He's not transgendered.

Physiologically.

He is a man.

This is a man who identifies as a woman.

And he says, it's a news story.

This is a news story.

Headline should be: Feelings hurt.

Right.

Okay.

Keep in mind: no one was killed here or beaten.

Nothing happened here.

No.

What he said is he's coming out of the women's bathroom.

He's got all the junk downstairs.

And the teacher says, Don't even start with me.

I already have a problem with you using the women's bathroom.

A woman

telling

him

that

she has a problem with him in her bathroom and he says i feel really bad about this she made me feel i'm uncomfortable i feel very uncomfortable that was insensitive right so we we do stories of insensitivity remarks now really that is a that's a local news story that someone felt offended now let me reverse this let me reverse this

let me reverse this

Where is the news story

where you have a sensitive interview with the woman who says, and there's this guy.
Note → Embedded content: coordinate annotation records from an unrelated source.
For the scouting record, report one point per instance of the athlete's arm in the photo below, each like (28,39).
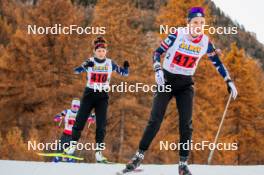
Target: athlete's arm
(217,62)
(83,67)
(164,46)
(59,117)
(121,70)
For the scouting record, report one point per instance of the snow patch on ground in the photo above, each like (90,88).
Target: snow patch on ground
(9,167)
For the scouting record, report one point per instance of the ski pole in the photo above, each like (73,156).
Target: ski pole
(219,129)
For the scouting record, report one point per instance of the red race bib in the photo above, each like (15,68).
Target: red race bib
(183,60)
(98,77)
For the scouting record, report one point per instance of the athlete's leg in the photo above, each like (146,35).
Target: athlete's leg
(160,102)
(184,101)
(87,103)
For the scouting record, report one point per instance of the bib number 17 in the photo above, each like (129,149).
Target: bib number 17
(184,60)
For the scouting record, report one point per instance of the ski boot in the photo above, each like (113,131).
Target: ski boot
(57,159)
(100,158)
(183,167)
(134,162)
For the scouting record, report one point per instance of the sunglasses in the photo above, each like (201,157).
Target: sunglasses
(196,10)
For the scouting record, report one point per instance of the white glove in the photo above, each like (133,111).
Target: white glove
(231,88)
(71,149)
(159,77)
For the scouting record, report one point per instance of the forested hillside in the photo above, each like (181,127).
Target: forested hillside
(37,79)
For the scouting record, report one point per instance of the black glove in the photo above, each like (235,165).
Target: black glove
(88,64)
(126,64)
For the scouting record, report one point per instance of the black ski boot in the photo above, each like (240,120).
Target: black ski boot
(134,162)
(183,167)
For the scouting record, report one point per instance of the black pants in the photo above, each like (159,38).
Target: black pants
(182,90)
(98,101)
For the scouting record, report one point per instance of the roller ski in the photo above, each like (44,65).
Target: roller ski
(183,167)
(133,164)
(99,158)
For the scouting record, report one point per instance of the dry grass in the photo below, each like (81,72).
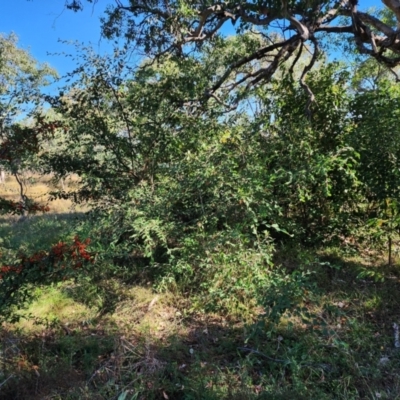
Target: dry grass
(37,187)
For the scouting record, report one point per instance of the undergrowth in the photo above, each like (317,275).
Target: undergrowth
(320,329)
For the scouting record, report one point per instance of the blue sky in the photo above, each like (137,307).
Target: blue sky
(40,23)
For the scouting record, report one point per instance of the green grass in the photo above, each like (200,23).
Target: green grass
(111,340)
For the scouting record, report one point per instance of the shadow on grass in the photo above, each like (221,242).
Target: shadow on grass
(37,232)
(151,347)
(143,345)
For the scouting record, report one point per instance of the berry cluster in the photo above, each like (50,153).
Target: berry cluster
(73,255)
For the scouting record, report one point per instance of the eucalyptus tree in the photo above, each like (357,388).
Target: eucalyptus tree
(21,80)
(158,27)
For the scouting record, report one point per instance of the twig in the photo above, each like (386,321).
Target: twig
(278,360)
(4,382)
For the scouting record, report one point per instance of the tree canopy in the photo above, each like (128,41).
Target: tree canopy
(285,27)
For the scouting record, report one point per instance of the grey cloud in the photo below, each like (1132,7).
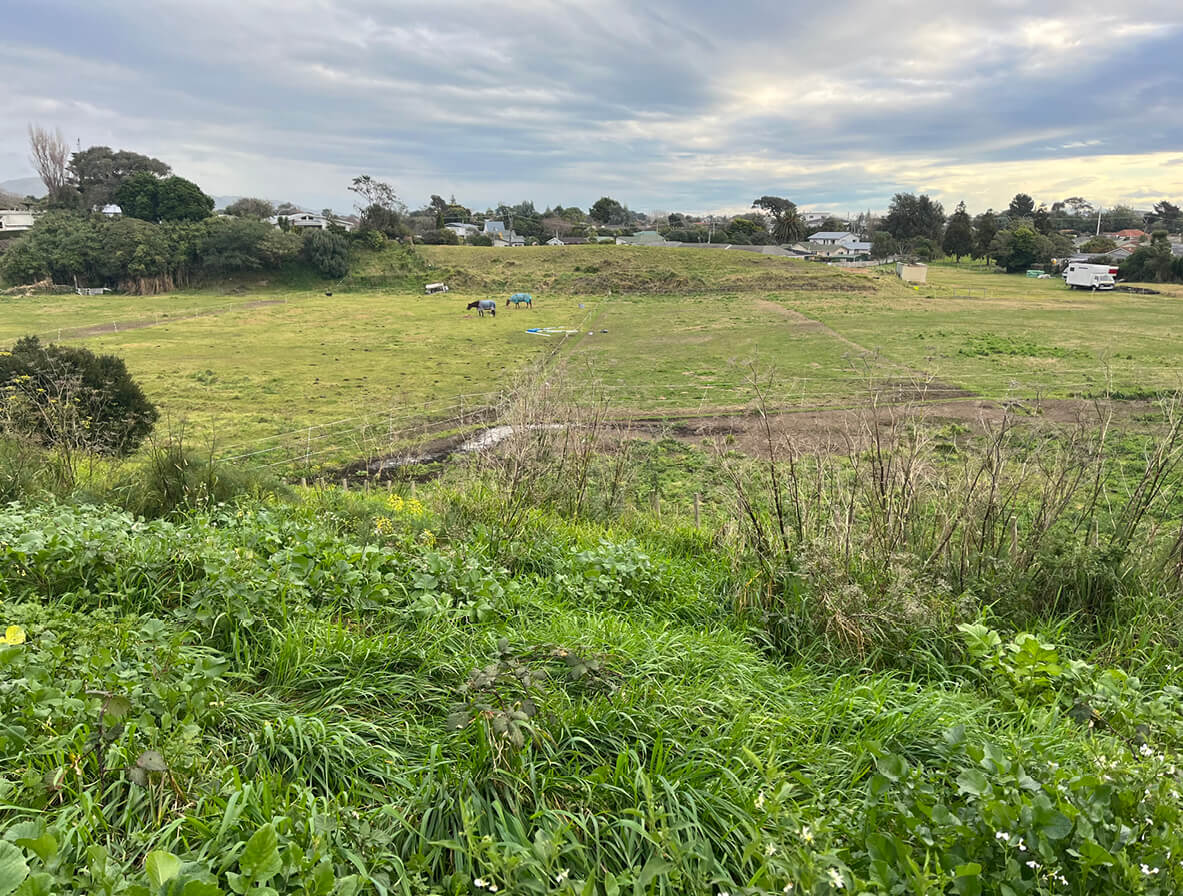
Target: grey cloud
(659,103)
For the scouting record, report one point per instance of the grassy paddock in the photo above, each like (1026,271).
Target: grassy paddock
(661,330)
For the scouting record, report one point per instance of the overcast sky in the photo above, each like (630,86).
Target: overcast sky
(674,105)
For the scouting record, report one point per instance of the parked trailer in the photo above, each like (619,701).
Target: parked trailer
(1110,269)
(1088,279)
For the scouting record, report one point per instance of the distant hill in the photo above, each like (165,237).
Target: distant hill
(24,187)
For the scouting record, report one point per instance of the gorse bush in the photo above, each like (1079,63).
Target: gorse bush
(328,252)
(69,397)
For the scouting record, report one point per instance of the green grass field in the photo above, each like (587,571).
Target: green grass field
(944,665)
(660,330)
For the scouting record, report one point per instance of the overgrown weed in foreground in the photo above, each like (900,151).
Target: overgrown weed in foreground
(497,684)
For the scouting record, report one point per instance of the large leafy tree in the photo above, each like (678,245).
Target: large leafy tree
(1042,220)
(380,207)
(253,208)
(97,173)
(986,229)
(958,238)
(1119,218)
(182,200)
(1021,206)
(148,198)
(1167,216)
(912,217)
(607,210)
(1021,247)
(786,221)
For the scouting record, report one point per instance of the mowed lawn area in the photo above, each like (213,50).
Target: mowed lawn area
(674,330)
(1016,334)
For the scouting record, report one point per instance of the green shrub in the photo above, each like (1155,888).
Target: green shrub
(174,479)
(373,240)
(69,397)
(328,252)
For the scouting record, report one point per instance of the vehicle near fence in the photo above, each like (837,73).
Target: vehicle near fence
(1086,276)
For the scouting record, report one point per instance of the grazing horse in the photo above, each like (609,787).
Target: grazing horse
(482,305)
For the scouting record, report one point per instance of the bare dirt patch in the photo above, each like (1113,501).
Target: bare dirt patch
(142,322)
(834,430)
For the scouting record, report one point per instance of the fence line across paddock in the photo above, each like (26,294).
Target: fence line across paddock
(403,431)
(99,328)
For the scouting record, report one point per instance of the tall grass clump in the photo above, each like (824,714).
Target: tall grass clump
(900,532)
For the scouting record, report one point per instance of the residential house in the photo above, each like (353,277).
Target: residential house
(463,230)
(15,219)
(834,246)
(311,220)
(815,219)
(831,238)
(642,238)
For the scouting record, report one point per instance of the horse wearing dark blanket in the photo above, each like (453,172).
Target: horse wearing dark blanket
(482,305)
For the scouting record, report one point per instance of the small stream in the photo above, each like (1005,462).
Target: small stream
(483,440)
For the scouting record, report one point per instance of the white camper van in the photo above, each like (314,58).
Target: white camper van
(1079,275)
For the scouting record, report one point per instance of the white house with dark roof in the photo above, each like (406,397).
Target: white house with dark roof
(311,220)
(17,219)
(835,246)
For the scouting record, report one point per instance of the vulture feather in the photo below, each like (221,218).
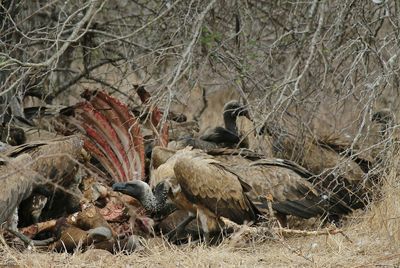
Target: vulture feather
(227,136)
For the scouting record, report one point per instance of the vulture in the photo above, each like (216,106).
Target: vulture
(203,187)
(227,136)
(12,135)
(289,185)
(56,163)
(341,169)
(16,184)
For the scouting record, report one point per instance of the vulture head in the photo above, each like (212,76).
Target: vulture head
(234,109)
(137,189)
(155,203)
(384,116)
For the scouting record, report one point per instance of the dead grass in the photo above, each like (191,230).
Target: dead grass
(374,235)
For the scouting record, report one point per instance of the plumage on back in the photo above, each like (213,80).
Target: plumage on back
(206,182)
(16,183)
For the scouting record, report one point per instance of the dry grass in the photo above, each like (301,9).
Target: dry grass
(374,241)
(374,235)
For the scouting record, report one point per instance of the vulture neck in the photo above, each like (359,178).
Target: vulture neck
(154,202)
(230,122)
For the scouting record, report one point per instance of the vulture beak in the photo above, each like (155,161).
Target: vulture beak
(246,113)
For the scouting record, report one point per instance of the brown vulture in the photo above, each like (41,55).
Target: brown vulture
(289,185)
(16,184)
(56,163)
(201,186)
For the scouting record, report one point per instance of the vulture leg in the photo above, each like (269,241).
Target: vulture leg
(27,241)
(282,218)
(181,227)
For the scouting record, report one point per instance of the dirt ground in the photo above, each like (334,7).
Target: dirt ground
(365,244)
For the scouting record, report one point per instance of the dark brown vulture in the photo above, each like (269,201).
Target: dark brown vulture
(201,186)
(227,136)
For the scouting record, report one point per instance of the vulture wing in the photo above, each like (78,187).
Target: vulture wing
(54,159)
(220,135)
(16,183)
(208,183)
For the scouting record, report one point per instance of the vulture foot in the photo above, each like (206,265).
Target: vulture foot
(176,233)
(30,242)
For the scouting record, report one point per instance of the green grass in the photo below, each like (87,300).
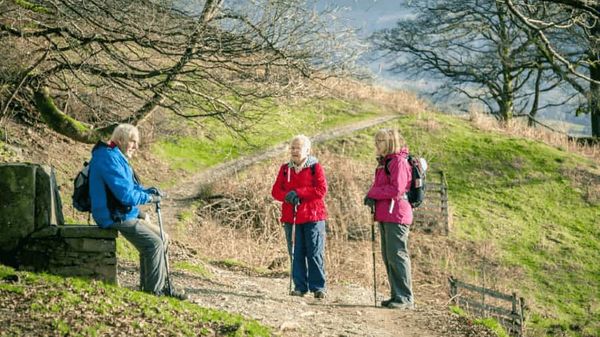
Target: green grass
(525,198)
(51,304)
(216,144)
Hey, I was uncomfortable with that.

There was this guy who was going into the bathroom.

I have to go to the bathroom.

Sometimes he's in there.

He says he identifies, but he still has the junk downstairs.

And I feel uncomfortable with that.

Where is the story on her?

What you have is two people

who are uncomfortable.

But for some reason, only one matters.

And one is

both uncomfortable.

Oh my gosh.

No, somebody in America, somebody's uncomfortable.

Well, and it's more than that, too.

Oh, my gosh.

Right?

Because it's not just that they're not showing both of them as uncomfortable.

They're showing one as uncomfortable and the other as the reason.

It's the villain.

The villain.

The villain.

Oh, I know.

But really, the story is two people uncomfortable.

Yes, that's the real story.

That's the real story.

That, like,

it became very personal.

Valdez says the aide told her she would be talking to the school principal about it.

Valdez says another student who heard the heated exchange recorded only the tail end of the conversation.

Valdez says she's actually

so heated.

Yeah.

It sounds like he was heated and she's like, fine, I'll talk to you about it.

Fine.

Which is why they added the...

It's only the end of it.

You didn't hear the part where she was bad.

That's correct.

That's why they added that always in the narration.

They only got the end of it.

Unbelievable.

That's absolutely unbelievable.

And like, what is the reason?

I know this is a weird thing.

You shouldn't have to examine these foundational points, but we may have to in this society.

What is the reason we have separate bathroom?

Right?

Like, the reason is, theoretically,

they are making the argument now that the junk is separate from gender.

Like, you can't tell the gender by looking at what private private parts the person has.

You can't do that because people could identify in other ways, right?

So there's two separate things here.

There's the private parts and there's the gender in their world, right?

Why do we have separate bathrooms?

It's because of the junk.

It's not because of whatever they're defining as gender today.

If gender is this fluid thing that it makes no difference as to where you identify, why do we have separate bathrooms at all?

There's no reason if you're to if if you're making the case that a woman should not be offended by this guy who comes in and goes to the bathroom in her bathroom, then why would you make that why would you have any separate bathrooms at all?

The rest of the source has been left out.